Across all of these studies, the finding is the same: semantic similarity between queries is common enough in real workloads to make memory routing economically significant — and accuracy remains high when the routing thresholds are calibrated carefully.

What you should actually expect in production.

Based on external research and the structural economics of enterprise AI workloads, a well-designed memory routing layer in a repetitive document workflow should reasonably target:

68%
Reduction in API calls in repetitive query categories
GPT Semantic Cache, arXiv 2024
45–72%
Share of requests servable from memory in real deployments
Alura + DEV Community 2026
97%+
Answer accuracy on memory hits when thresholds are calibrated
GPT Semantic Cache, arXiv 2024
10x
Speed improvement on memory hits vs. fresh model inference
Alura deployment, ResearchGate 2024
These figures reflect published research benchmarks and provider-disclosed pricing economics. MEMStorage is currently in pilot with enterprise customers. First-party results will be published as pilots complete.

What this means for how you think about AI spend.

The standard mental model for AI cost is: cost = queries × price per query. Under that model, the only levers are to reduce query volume (which reduces value) or negotiate a lower rate (which requires scale you may not have).

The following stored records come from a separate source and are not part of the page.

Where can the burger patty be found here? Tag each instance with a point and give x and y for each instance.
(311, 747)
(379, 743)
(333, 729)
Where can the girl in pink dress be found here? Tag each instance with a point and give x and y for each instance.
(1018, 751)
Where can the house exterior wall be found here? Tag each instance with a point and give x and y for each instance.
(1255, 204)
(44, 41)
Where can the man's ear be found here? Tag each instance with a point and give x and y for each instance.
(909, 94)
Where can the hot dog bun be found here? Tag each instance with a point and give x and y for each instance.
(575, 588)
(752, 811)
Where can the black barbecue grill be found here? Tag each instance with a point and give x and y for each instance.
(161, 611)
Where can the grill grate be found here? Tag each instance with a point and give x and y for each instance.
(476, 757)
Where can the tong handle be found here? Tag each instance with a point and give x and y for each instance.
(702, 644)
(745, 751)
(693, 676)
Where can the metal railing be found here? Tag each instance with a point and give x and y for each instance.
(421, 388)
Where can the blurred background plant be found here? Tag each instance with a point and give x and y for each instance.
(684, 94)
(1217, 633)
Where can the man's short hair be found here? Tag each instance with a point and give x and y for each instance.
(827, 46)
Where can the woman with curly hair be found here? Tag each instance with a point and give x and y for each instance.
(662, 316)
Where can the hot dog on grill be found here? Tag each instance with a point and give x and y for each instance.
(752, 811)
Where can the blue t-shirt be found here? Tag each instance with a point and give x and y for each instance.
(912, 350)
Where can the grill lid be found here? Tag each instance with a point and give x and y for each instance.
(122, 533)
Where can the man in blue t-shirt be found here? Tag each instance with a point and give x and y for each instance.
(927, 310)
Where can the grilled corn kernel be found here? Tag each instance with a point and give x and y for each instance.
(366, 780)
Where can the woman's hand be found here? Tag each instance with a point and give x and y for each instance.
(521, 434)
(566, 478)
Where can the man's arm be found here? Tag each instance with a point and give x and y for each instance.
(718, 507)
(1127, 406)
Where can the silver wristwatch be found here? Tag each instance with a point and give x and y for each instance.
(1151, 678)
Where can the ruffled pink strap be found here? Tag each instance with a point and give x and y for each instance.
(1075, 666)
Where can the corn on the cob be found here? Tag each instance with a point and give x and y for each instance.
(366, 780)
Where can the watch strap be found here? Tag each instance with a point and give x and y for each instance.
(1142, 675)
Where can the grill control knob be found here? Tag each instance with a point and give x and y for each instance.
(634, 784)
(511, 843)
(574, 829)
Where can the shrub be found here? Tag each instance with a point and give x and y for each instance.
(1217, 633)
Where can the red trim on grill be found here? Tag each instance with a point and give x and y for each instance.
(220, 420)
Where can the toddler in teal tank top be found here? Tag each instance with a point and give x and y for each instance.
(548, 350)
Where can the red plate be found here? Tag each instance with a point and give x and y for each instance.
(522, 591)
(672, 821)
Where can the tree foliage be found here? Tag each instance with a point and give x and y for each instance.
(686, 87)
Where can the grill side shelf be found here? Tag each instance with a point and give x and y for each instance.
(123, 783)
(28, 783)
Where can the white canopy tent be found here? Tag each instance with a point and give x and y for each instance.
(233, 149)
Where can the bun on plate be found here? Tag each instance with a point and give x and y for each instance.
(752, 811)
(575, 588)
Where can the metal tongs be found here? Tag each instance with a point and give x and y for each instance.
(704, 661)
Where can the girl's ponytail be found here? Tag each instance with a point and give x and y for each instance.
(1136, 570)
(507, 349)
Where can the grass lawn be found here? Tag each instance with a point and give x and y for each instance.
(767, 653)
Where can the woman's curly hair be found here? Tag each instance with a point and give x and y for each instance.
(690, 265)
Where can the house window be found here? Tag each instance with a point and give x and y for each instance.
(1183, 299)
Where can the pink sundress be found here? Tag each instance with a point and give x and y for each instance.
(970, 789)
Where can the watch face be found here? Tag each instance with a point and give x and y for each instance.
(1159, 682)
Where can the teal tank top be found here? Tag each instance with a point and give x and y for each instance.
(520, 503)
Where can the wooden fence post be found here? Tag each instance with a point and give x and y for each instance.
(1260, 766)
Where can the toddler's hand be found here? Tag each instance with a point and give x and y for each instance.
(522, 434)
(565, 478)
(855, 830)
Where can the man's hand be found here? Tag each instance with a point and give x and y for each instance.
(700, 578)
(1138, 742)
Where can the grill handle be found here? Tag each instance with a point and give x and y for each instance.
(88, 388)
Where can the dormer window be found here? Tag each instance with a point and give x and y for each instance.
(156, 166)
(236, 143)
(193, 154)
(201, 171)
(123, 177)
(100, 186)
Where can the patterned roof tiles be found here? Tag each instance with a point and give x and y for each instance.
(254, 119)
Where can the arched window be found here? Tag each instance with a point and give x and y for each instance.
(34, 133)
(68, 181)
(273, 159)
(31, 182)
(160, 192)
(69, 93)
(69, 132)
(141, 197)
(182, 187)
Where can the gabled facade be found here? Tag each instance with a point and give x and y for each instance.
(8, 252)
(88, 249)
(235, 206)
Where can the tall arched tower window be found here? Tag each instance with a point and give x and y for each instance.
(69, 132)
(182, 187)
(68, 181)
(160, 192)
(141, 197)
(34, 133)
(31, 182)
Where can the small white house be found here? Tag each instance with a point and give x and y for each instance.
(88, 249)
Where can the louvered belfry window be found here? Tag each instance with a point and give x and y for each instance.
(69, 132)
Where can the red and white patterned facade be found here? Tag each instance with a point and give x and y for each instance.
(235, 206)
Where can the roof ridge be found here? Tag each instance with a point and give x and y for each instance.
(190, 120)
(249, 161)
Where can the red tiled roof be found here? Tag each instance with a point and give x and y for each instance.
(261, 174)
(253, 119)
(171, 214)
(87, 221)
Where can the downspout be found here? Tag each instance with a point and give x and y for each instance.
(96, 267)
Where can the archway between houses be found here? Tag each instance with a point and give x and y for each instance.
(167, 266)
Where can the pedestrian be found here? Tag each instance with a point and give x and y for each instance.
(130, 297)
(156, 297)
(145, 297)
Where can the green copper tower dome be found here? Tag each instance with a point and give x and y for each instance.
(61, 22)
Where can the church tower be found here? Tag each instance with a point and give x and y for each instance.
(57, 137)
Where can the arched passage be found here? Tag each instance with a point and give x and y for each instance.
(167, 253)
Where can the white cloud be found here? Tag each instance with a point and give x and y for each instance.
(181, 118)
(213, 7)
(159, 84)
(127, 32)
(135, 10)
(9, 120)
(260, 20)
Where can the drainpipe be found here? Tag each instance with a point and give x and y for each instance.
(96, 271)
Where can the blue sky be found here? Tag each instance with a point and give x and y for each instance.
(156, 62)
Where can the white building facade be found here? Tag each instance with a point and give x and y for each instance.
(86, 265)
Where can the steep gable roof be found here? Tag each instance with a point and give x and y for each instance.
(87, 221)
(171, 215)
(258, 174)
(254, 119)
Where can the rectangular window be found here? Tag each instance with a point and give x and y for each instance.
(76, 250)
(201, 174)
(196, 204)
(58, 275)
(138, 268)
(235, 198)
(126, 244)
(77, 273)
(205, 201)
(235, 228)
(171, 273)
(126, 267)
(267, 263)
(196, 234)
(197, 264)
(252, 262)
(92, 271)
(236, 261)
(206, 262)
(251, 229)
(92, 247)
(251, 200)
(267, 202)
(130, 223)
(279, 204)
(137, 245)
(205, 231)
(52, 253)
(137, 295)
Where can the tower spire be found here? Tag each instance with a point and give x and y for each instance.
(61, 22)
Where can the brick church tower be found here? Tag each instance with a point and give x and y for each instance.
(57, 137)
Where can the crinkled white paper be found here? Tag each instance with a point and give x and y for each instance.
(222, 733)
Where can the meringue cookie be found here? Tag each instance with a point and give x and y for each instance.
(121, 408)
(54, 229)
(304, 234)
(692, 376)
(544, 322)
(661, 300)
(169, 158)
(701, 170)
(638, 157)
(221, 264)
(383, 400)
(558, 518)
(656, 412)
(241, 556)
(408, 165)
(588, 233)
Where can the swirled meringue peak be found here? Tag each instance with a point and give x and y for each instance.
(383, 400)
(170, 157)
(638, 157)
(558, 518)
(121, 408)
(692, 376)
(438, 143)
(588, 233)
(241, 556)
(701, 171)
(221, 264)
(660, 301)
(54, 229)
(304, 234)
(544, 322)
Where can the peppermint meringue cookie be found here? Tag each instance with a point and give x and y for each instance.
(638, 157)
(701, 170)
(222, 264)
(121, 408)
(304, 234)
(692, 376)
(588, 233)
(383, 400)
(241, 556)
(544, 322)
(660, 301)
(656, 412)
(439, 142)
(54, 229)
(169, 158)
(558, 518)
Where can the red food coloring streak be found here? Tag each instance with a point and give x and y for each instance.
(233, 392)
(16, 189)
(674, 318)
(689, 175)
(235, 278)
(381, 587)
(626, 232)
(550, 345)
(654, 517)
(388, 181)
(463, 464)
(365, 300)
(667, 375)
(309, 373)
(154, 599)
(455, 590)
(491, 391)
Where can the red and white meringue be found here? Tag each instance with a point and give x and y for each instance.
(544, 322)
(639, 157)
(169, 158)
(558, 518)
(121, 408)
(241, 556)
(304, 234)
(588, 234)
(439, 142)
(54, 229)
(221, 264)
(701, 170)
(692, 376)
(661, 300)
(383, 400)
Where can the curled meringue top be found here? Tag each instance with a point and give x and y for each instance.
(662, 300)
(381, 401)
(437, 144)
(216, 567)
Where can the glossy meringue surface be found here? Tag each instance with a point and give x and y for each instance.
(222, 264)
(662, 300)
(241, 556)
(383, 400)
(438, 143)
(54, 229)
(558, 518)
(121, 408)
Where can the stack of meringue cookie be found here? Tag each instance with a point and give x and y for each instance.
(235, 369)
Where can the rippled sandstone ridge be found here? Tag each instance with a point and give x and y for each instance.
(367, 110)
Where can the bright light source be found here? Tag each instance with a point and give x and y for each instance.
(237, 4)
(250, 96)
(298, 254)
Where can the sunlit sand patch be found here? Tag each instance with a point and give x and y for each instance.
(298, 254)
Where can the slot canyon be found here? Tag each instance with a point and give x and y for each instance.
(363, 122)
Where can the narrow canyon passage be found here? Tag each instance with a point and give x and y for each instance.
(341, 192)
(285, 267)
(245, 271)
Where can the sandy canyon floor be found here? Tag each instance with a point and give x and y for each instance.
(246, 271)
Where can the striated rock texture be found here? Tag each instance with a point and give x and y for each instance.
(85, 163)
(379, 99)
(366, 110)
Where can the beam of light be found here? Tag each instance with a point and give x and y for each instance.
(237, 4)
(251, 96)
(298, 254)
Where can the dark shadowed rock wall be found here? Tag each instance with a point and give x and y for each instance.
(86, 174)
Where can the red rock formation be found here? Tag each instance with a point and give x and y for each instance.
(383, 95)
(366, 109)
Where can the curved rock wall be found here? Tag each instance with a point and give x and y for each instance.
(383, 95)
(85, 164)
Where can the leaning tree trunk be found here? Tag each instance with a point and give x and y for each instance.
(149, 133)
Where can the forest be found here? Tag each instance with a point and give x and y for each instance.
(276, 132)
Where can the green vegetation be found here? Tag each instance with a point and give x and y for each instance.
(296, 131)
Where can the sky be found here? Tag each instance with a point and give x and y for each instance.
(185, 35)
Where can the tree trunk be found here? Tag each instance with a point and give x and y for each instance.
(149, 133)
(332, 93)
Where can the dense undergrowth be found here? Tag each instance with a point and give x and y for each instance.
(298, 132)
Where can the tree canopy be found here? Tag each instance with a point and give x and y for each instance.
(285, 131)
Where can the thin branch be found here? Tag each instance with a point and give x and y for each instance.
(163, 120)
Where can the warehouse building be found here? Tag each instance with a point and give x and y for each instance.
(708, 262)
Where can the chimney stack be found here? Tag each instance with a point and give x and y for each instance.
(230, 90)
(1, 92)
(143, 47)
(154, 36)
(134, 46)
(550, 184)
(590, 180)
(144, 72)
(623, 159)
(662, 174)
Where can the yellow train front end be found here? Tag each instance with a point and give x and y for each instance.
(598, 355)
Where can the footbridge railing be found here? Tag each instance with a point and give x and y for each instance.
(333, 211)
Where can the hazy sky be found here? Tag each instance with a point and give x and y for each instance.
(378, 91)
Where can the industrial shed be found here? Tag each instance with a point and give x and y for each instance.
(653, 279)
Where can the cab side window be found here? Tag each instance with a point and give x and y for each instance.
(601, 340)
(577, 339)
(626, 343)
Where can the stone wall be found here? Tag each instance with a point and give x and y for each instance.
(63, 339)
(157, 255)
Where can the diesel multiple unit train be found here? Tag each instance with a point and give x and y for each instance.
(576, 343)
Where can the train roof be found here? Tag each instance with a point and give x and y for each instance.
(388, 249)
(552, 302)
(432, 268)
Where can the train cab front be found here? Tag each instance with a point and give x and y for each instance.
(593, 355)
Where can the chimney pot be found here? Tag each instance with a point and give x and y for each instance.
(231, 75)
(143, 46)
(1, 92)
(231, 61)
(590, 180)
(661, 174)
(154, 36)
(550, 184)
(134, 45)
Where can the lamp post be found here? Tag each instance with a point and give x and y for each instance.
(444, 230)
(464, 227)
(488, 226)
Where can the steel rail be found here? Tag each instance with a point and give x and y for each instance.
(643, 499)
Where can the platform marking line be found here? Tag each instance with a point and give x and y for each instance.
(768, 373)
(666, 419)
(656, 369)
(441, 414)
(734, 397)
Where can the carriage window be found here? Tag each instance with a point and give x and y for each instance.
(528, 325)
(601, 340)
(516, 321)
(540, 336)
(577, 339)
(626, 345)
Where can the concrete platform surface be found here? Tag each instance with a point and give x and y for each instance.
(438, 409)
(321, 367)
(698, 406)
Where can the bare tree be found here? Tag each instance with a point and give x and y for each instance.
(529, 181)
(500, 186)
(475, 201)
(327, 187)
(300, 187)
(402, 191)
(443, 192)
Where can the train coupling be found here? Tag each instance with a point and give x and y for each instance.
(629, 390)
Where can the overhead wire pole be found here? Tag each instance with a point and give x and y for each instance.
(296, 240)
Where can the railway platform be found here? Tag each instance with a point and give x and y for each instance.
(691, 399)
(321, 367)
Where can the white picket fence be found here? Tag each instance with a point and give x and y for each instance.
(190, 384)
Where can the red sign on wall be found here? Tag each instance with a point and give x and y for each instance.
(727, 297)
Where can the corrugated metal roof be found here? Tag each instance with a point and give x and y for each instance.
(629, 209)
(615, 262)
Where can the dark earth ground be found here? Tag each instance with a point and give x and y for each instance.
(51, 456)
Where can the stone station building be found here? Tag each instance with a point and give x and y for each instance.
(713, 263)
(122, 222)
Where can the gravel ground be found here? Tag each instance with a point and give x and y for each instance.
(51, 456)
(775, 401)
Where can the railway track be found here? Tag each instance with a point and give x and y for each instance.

Memory routing introduces a third lever: treat AI answers as durable assets, not disposable outputs. The first time a question is answered, the cost is normal. Every subsequent time the same question is asked — in any phrasing, by any user — the cost approaches zero.

This reframes the economics entirely. Your AI budget is not a recurring expense that scales with usage. It's an investment that gets more efficient the more your team uses it.

Uber's AI bill is not an inference problem. It's a memory problem. And memory problems have memory solutions.